怒濤の18年を総括
●チベット・カレンダーで今年もチベットをおそばに
今年もチベットをあなたのおそばに。SFTJapanのチベット・カレンダーがでました。 今年のカレンダーの表紙は中国共産党が入ってくる前に存在したラサの仏塔ゲート(パルゴカリン)の古写真を現在のポタラ宮と合成したもの。
この今・昔の写真シリーズ、これからもやってほしい。三月は蜂起記念日がある月なので難民社会で行われるいろいろな抗議活動の写真、七月はダライラマの誕生日なのでダライラマの写真といった具合にこっている。また、最終ページにはチベットの主要なお祭りの西暦日程、SFTJapanの昨年の活動実績をまとめて報告されている。
以下のページで注文できます。
わがやの愛鳥ごろう様もカレンダーを袋からだすと駆け寄ってきました。オススメのようです。
●チベット関連の世界情勢について
今年は北京オリンピックの年におきたチベット人蜂起から十周年である。同年におきたリーマン・ショックの後、経済力をました中国は一帯一路、中国製造2025などと、中国標準を世界標準にせんと経済、軍事、政治の世界でごりごりごり押して世界がドンビキ。中国国内の人権派の弁護士はどこかに拉致られ、ウイグル人は100万人単位で収容所にいれられ、チベットをめぐる情勢も日に日に厳しくなり、人権に敏感な先進各国もチベット、台湾、天安門の3Tに言及しづらくなっていった。

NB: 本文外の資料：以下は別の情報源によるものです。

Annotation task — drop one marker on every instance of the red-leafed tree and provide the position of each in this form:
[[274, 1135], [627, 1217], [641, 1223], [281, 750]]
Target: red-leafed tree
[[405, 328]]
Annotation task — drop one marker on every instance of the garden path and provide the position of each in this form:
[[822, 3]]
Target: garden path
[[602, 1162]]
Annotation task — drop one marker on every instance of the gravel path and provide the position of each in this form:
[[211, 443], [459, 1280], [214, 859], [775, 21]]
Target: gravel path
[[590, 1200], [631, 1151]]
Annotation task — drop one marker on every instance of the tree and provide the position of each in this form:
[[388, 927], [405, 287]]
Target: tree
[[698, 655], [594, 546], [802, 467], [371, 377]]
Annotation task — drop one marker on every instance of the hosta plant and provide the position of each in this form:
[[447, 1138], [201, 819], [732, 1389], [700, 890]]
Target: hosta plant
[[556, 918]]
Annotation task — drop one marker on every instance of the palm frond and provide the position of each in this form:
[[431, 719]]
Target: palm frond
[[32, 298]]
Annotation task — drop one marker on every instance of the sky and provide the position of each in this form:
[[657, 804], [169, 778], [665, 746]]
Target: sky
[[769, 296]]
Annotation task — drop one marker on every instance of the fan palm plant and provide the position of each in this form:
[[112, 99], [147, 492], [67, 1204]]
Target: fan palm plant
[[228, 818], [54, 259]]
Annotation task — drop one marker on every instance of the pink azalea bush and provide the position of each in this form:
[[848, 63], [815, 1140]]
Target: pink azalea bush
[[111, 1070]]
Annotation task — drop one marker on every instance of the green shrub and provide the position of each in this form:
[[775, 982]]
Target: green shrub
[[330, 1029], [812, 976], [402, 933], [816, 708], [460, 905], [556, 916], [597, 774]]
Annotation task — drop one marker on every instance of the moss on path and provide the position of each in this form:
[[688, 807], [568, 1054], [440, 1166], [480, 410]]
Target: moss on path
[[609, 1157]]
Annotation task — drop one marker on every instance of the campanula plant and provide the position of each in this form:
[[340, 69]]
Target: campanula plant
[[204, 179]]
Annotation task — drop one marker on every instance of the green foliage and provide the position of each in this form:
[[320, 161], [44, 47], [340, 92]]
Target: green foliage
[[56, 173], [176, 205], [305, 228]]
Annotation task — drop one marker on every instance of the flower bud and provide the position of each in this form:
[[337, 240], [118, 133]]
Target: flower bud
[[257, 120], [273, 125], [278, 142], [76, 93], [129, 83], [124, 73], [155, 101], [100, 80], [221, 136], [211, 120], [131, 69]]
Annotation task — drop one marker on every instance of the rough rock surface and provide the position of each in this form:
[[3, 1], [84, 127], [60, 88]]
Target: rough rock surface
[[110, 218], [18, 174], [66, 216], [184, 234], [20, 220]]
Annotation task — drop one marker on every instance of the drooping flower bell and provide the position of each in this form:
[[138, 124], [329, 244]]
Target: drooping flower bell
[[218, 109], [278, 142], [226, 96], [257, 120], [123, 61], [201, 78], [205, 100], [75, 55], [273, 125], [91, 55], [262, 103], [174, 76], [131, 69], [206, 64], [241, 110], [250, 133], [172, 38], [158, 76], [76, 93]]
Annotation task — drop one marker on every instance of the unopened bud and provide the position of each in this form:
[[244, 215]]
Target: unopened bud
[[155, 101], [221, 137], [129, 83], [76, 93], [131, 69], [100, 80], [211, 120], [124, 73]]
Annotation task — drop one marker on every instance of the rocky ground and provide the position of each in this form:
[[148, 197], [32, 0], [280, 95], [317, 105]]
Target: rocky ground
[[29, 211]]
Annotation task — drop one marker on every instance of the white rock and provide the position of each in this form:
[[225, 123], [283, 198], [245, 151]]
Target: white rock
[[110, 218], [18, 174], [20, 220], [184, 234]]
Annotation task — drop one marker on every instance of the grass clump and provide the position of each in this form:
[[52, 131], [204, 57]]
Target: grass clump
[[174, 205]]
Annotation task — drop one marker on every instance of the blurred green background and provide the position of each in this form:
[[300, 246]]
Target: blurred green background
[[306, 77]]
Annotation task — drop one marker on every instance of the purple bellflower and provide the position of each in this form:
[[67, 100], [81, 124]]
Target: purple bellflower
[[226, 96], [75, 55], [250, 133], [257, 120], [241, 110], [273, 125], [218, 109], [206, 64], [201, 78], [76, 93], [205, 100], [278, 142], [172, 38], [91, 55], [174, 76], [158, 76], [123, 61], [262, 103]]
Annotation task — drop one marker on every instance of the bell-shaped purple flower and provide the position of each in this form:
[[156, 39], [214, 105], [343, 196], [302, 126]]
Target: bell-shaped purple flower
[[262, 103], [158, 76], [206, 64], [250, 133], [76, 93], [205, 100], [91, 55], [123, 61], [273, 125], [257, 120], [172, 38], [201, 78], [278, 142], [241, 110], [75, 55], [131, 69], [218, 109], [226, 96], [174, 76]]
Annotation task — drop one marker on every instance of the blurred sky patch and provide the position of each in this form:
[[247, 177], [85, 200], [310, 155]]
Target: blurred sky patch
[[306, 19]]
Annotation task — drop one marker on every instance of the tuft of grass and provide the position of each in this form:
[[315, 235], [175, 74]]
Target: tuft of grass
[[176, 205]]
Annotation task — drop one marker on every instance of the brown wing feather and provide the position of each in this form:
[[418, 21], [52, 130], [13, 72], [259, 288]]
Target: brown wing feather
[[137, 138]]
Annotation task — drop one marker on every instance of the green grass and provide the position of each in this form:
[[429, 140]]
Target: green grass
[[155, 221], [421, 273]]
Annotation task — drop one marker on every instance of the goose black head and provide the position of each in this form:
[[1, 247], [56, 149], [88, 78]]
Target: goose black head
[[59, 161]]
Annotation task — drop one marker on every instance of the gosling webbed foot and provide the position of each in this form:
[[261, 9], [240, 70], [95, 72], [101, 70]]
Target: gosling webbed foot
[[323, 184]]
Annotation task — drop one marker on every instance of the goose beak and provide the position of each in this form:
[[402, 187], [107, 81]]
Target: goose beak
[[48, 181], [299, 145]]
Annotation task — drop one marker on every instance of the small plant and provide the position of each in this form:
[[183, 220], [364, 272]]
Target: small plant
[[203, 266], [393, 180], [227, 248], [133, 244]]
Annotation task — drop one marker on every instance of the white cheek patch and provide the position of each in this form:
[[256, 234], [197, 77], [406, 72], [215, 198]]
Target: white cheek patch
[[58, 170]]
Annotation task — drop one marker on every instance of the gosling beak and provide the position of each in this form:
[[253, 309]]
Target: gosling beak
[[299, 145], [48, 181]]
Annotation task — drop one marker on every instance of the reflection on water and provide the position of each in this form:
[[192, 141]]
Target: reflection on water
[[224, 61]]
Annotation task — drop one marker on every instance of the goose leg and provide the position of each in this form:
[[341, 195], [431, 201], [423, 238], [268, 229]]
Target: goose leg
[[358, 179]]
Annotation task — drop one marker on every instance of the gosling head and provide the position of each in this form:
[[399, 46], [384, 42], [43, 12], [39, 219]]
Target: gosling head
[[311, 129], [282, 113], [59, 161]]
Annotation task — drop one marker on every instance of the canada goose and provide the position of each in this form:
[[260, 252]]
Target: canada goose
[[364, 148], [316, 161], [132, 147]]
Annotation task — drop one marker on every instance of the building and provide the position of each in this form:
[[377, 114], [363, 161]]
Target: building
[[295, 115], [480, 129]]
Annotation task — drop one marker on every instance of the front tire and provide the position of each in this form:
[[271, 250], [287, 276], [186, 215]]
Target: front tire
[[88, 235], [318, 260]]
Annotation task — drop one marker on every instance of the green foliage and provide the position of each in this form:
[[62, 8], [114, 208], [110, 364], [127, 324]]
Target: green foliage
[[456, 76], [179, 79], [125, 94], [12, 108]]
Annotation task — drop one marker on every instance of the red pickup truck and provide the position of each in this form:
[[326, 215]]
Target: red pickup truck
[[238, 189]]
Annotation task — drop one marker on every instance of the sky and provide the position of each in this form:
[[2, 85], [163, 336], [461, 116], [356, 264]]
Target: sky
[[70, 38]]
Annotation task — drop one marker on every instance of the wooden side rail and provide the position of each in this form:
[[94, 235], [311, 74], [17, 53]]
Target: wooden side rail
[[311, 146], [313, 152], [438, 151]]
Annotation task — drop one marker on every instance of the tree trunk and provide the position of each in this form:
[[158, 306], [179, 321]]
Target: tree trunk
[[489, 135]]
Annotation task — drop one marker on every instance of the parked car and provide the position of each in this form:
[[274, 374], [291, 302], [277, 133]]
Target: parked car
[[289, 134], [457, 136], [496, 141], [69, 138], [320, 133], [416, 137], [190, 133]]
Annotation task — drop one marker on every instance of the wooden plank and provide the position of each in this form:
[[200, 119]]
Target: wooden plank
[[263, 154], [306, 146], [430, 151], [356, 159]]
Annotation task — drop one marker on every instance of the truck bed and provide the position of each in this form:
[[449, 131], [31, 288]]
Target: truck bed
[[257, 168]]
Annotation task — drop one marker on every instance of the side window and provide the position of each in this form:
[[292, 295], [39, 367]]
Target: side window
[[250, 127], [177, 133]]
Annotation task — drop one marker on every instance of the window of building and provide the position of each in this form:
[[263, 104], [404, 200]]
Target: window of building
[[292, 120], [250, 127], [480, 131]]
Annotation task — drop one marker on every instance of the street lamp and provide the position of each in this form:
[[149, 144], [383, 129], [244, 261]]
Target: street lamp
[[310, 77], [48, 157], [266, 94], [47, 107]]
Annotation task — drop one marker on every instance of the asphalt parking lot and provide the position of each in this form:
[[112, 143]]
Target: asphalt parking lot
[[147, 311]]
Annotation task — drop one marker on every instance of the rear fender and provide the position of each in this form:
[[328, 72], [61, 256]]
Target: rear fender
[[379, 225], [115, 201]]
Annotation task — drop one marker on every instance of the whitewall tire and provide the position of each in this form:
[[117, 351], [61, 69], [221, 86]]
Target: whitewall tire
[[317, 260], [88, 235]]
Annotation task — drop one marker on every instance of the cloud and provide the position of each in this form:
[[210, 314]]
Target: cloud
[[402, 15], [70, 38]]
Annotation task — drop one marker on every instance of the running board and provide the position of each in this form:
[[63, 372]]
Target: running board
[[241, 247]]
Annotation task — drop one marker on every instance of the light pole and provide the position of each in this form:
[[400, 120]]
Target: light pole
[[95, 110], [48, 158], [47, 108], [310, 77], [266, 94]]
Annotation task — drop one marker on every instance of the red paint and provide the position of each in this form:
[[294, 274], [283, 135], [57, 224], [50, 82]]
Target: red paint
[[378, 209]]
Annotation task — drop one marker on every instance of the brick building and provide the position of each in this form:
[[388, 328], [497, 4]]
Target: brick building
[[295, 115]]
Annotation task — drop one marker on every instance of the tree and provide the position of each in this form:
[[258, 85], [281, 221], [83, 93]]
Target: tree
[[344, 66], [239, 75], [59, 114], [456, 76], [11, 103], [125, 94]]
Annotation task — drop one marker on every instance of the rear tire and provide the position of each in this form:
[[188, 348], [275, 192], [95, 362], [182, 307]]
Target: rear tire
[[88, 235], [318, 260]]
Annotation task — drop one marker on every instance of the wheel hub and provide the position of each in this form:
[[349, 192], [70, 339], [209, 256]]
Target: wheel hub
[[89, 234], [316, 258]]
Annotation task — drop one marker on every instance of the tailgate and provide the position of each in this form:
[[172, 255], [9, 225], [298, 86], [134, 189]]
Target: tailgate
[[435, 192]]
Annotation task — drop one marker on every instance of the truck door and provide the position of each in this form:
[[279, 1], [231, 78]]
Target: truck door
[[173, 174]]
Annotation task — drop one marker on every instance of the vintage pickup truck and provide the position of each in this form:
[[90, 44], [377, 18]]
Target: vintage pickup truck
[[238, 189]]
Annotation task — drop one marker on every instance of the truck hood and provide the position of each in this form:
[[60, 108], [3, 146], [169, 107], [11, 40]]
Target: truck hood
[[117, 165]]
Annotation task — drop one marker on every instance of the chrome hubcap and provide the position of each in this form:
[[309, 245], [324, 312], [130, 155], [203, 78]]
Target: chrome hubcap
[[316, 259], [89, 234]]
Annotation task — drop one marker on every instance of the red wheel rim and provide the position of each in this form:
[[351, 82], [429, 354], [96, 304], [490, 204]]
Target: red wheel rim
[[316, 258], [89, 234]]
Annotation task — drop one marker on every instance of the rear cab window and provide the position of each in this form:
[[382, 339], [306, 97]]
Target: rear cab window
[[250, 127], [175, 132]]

すわ、中国様が世界を支配する日も近いかと思った矢先、七月にアメリカ・ファーストのトランプ大統領が、知的財産権を侵害し続てきた中国に対して、関税引き上げを要求し、米中貿易戦争が勃発。10月8日にはペンス副大統領がハドソン研究所で、雑にまとめると「一向に民主化が進展しないどころか、人権状況はどんどん悪化している。反則技もばしばし決めるし(ハッカーによる攻撃)、中国とは価値観が根本的に違う。もうやっていけない」というスピーチを行い、もう米中はっきりと袂を分かってきたので、チベット問題も少しは動いてくれると祈りたい。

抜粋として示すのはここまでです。